Zebrano dane z 1507 miejsc uprawy roślin na całym świecie i skatalogowano 3080 gatunków owadów zapylających. Analiza tych danych ujawniła niepokojący trend – połączone czynniki zmiany klimatu i działalność rolnicza doprowadziły do znacznego spadku zarówno liczebności, jak i różnorodności owadów zapylających.
Około 75 proc. upraw stanowią rośliny, które w pewnym stopniu zależą od zapylania przez zwierzęta. Model stworzony przez zespół badawczy sprawdzał, które uprawy zależne od zapylania były najbardziej zagrożone aż do 2050 r. Celem badania było ostrzeżenie zarówno społeczności rolniczych, jak i organizacji zajmujących się ochroną przyrody.

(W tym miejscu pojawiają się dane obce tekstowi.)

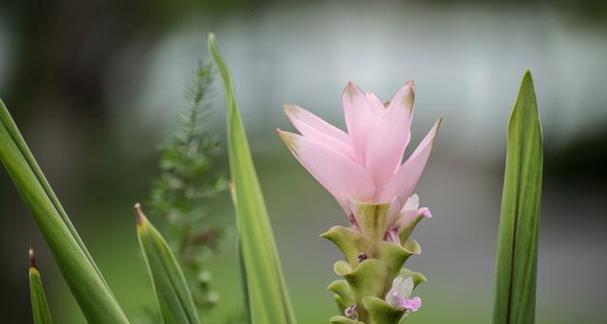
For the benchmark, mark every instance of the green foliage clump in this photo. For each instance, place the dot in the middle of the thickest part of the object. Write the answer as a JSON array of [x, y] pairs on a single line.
[[188, 180]]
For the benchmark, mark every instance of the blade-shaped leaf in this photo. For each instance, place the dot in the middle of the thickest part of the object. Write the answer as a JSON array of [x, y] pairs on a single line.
[[88, 286], [519, 221], [171, 289], [268, 300], [40, 311]]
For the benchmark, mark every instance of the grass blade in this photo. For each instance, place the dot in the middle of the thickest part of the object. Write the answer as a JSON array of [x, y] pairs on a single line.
[[88, 286], [171, 289], [40, 311], [267, 296], [519, 221]]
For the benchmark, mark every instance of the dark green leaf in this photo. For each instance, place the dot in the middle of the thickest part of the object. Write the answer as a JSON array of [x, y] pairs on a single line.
[[519, 221], [268, 300]]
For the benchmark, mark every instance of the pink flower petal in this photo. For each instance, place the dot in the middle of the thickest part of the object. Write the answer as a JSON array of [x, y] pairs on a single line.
[[312, 126], [376, 103], [412, 304], [403, 182], [386, 144], [343, 178], [360, 118]]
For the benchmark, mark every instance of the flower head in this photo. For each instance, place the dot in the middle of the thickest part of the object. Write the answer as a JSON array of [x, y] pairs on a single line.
[[364, 165]]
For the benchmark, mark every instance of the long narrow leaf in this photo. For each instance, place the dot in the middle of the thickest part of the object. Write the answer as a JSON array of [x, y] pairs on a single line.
[[88, 286], [268, 300], [40, 311], [172, 292], [519, 222]]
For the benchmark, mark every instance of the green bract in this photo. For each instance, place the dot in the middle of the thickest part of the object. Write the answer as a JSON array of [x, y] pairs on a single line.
[[369, 268]]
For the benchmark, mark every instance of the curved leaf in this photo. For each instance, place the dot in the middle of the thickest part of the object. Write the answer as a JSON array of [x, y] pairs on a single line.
[[268, 299], [519, 221]]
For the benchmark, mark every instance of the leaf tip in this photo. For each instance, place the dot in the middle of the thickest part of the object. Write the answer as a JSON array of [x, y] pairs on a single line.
[[139, 215], [32, 258]]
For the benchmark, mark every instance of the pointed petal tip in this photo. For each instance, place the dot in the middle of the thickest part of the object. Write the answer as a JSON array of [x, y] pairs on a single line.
[[351, 88], [424, 212], [288, 138], [290, 109]]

Główny autor artykułu (https://www.science.org/doi/10.1126/sciadv.adh0756), dr Joe Millard, który ukończył badanie w ramach doktoratu na UCL, zanim przeniósł się do Natural History Museum, powiedział: „Nasze badania wskazują, że z powodu strat owadów zapylających, głównie w wyniku interakcji zmiany klimatu i użytkowania gruntów prawdopodobnie najbardziej zagrożona jest produkcja roślinna w tropikach. Chociaż lokalne ryzyko jest najwyższe w regionach takich jak Afryka Subsaharyjska, północna część Ameryki Południowej i Azja Południowo-Wschodnia, konsekwencje tego rozciągają się na cały świat - poprzez handel uprawami zależnymi od zapylania”.

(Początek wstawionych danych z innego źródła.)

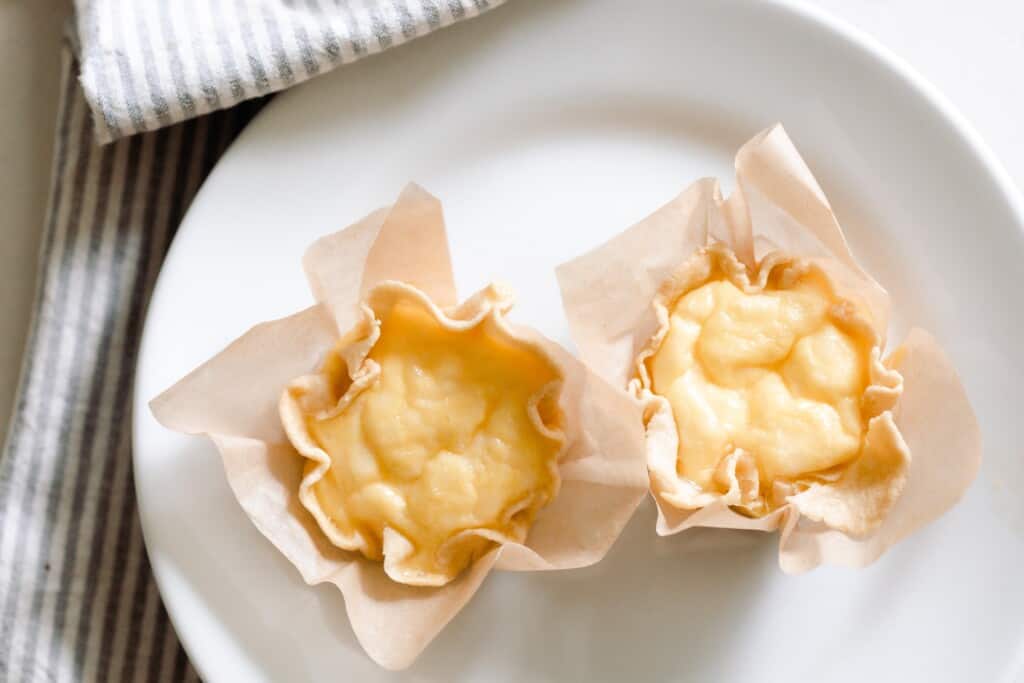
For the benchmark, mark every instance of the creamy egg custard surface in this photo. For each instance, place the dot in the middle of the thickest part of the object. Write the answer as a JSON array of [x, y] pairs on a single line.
[[777, 374], [450, 447]]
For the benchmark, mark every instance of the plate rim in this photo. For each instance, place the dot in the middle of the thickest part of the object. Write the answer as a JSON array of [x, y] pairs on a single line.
[[836, 28]]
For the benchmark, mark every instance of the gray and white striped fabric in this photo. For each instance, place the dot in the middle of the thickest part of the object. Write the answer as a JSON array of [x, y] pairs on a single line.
[[146, 63], [77, 598]]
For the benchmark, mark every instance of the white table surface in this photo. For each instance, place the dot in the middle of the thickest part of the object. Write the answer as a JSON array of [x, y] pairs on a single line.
[[973, 52]]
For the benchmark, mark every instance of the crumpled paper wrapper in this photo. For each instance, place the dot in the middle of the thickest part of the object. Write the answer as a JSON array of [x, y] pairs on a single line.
[[233, 399], [777, 212]]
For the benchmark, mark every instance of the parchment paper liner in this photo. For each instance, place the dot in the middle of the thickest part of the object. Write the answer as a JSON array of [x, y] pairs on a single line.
[[233, 399], [314, 394], [778, 211]]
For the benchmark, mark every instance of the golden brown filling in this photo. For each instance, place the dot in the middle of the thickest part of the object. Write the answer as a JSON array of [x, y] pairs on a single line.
[[774, 374], [450, 437]]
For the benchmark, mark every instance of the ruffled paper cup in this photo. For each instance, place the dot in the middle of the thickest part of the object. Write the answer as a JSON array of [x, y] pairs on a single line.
[[923, 443], [235, 398]]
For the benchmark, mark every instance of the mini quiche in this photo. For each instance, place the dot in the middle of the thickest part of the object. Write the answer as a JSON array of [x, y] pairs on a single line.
[[776, 394], [400, 444], [754, 343], [429, 439]]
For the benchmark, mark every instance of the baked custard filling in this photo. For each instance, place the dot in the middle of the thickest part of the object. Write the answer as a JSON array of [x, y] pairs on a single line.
[[778, 375], [454, 445]]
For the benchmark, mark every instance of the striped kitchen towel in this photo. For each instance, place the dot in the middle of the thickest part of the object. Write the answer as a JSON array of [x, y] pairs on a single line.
[[77, 599], [147, 63]]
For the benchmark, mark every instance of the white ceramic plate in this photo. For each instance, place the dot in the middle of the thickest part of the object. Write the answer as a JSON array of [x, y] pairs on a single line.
[[546, 127]]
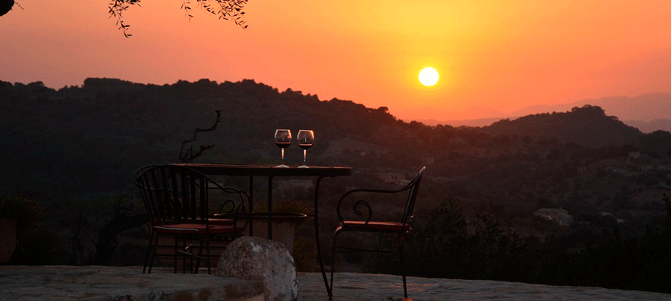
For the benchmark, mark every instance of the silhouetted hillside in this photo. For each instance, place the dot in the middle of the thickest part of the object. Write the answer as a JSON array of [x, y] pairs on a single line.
[[587, 126], [78, 147]]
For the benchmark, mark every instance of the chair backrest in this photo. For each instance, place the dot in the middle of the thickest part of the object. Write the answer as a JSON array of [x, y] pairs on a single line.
[[413, 186], [358, 204], [178, 194]]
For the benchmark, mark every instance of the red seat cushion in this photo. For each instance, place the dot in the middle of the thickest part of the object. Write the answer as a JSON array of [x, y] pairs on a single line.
[[374, 226], [195, 229]]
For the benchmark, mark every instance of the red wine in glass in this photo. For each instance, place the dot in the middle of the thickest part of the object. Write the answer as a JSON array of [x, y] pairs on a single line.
[[305, 139], [282, 140]]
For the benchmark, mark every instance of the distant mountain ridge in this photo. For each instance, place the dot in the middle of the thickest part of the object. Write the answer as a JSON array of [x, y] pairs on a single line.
[[648, 112]]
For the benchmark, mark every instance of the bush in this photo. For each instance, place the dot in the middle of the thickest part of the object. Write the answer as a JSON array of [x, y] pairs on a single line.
[[35, 245]]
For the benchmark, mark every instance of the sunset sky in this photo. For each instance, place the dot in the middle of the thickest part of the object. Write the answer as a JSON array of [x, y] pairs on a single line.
[[500, 55]]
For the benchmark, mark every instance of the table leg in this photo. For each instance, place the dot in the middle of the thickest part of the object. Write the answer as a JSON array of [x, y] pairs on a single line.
[[270, 207], [250, 221], [318, 244]]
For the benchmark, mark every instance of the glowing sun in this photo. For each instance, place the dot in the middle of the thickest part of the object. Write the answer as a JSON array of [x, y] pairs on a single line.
[[428, 76]]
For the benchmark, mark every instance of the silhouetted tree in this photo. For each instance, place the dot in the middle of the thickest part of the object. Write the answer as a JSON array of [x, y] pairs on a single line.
[[224, 9]]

Szczególna podatność regionów tropikalnych na interakcję zmiany klimatu i użytkowania gruntów oznacza, że najbardziej zagrożone są uprawy takie jak kawa, kakao, mango i arbuz, których funkcjonowanie zależy od zapylania przez owady. Uprawy te odgrywają kluczową rolę zarówno w gospodarce lokalnej, jak i w handlu światowym, a ich ograniczenie może spowodować większą niepewność dochodów milionów drobnych rolników w tych regionach.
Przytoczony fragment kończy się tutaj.